Suppose your household has a debt problem. Your income suffered a dramatic decline recently. It is slowly improving, but you know you’ll need to make some big changes at some point. Right now you still aren’t making ends meet. On the other hand, your credit rating is excellent. Here are several alternatives you are considering:
- Seek a raise from your employer.
- Get a second job.
- Sell your car.
- Sell your boat.
- Borrow more money.
- Default on your mortgage.
What should you do under these circumstances? What should you not do?
There is no one clearly correct answer. The best answer for you depends on how you value things. Nevertheless, defaulting on the mortgage is surely going to come out worse for you than anything else. Also, although many people’s intuition and common sense will tell them that borrowing more money is the last thing that they should do, it might be part of the best plan.

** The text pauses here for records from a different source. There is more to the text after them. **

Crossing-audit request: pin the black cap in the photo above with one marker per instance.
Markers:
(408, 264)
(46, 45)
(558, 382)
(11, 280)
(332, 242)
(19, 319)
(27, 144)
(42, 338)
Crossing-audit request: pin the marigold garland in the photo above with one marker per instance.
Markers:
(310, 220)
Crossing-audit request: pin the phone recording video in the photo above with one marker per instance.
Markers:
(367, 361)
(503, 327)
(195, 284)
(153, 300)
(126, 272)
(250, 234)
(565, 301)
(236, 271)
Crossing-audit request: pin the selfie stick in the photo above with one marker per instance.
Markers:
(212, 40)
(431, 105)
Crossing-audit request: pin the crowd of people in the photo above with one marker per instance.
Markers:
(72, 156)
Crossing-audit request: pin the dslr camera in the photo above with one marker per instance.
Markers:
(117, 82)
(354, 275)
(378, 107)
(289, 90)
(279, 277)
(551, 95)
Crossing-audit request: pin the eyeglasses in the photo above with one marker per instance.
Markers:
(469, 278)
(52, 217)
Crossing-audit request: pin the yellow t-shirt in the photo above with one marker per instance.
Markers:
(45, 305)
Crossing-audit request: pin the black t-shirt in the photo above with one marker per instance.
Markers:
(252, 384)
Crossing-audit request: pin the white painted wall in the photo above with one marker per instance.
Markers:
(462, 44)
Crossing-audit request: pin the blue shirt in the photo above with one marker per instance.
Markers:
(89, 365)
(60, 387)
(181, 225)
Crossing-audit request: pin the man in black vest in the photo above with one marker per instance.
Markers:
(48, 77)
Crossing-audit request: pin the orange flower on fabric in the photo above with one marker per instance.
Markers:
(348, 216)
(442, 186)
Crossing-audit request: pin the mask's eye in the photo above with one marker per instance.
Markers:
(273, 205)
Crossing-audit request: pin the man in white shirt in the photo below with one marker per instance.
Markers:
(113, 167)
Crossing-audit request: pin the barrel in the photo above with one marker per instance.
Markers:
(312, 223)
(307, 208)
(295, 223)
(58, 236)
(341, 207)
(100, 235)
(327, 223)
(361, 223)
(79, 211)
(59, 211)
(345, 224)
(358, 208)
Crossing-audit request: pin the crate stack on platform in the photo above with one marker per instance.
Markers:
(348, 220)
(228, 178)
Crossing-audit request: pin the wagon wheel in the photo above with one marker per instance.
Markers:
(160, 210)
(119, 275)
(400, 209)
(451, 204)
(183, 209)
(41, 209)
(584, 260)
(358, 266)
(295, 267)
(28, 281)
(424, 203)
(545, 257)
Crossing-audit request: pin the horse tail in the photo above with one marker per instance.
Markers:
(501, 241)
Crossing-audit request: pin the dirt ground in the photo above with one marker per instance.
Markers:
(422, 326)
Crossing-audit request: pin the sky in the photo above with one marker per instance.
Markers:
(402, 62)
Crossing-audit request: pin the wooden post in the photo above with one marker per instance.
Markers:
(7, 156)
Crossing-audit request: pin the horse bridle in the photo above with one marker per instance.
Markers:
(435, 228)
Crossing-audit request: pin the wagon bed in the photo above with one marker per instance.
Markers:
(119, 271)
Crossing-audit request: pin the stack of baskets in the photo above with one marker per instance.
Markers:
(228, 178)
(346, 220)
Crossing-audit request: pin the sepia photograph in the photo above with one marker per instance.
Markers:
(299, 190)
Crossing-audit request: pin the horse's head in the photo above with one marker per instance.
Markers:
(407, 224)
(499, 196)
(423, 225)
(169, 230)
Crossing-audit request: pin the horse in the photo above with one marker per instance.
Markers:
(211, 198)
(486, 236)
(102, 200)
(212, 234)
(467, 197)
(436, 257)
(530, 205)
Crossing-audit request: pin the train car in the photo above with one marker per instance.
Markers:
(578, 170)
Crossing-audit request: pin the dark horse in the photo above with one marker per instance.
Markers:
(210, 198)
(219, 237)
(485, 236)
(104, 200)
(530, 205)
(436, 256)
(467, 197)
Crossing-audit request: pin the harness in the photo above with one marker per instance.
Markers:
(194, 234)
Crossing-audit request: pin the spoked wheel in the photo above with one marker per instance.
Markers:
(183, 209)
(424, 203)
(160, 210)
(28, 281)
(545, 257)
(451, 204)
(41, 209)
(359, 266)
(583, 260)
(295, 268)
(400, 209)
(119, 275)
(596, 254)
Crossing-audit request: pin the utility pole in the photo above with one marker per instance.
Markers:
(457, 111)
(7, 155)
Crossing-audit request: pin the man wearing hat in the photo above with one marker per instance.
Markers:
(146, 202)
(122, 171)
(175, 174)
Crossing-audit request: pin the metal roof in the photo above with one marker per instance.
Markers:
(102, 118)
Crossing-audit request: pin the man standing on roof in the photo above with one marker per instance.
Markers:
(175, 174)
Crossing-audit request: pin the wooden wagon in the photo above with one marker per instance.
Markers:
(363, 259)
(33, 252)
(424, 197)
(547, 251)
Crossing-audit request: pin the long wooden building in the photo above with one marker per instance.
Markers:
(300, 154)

Consider the premises I set out. Your income situation is improving. Your credit rating is excellent. If the future is bright, borrowing on a rainy day is not wrong.
Selling your car might be a big mistake; it will be hard to get around without it. You can ask your employer for more money, but they might not give you much more. A second job will hurt your quality of life.
Sell the boat? Yeah, probably. I put that in there as the seeming luxury you can do without. What if the boat is a canoe and it doesn’t put much of a dent in what you owe? It still might be wise to sell it, but that won’t be a complete solution.
My solution? Have faith in yourself. Don’t be afraid to borrow more to get through the next year or so. Hang on to the car—you need it. Whatever you do, don’t default on your mortgage. That’s a headache you don’t need.